In June, Ashley will graduate from Perkins with a wealth of job experience. In addition to her work at Buddy Dog, she’s held positions at Codman Community Farms, Russo’s Market and Petco. In each placement, she’s become more comfortable interacting with supervisors and working independently.

“It’s been a great confidence builder for her,” said Pulzetti. “She’s now able to ask, ‘What do you want me to do next?’ or she’ll say, ‘I finished the cat bowls, now I’m going to see if so-and-so needs to go for a walk.’”

Ashley is nonverbal and uses sign language to communicate with Perkins staff and classmates. DeWallace doesn’t sign, so the two communicate by typing messages on an iPhone with the screen magnification turned on.

On a recent Monday, Ashley holds the phone close to her face and types out a question: “What can I do now?”

DeWallace suggests taking one of the shelter dogs for a walk, and Ashley responds with a thumbs-up. A few minutes later, she and Lily, an 8-year-old Chihuahua, head out for some fresh air down a nearby path.

Volunteering at Buddy Dog has reinforced Ashley’s love of dogs, and she hopes to find a similar volunteer job after she leaves Perkins. In addition to feeding and exercising, she’s learned how to provide calming massages to shelter dogs who crave human interaction.

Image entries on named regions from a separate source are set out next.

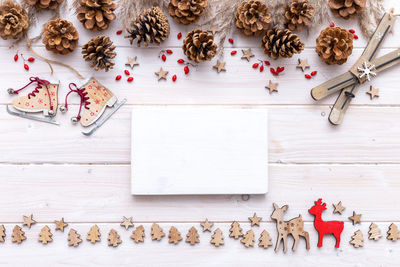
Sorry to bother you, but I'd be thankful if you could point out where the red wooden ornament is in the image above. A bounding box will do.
[308,199,344,248]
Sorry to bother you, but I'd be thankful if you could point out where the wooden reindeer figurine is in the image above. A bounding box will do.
[308,199,344,248]
[271,203,310,253]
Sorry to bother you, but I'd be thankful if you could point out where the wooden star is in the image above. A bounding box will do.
[125,57,139,69]
[54,218,68,232]
[120,216,133,230]
[332,201,346,215]
[155,68,168,80]
[367,85,379,99]
[265,80,278,94]
[213,60,226,73]
[22,214,36,228]
[249,212,262,226]
[296,58,310,72]
[349,211,362,225]
[242,48,254,61]
[200,219,214,232]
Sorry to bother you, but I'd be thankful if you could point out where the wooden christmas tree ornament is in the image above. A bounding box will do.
[210,228,224,247]
[271,203,310,253]
[258,230,272,249]
[186,226,200,246]
[38,225,53,245]
[86,225,101,244]
[311,9,400,125]
[308,199,344,248]
[68,229,82,247]
[131,225,144,243]
[168,226,182,245]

On this particular morning, Findley and Bentley are the lucky recipients of Ashley’s attention. The 1-year-old terrier and 2-year-old pug beagle mix wrestle for space on her lap, tails wagging frantically. She slowly calms them down, petting their furry heads with a look of pure joy on her face. It’s clear that for Ashley, this part of her job doesn’t feel like work.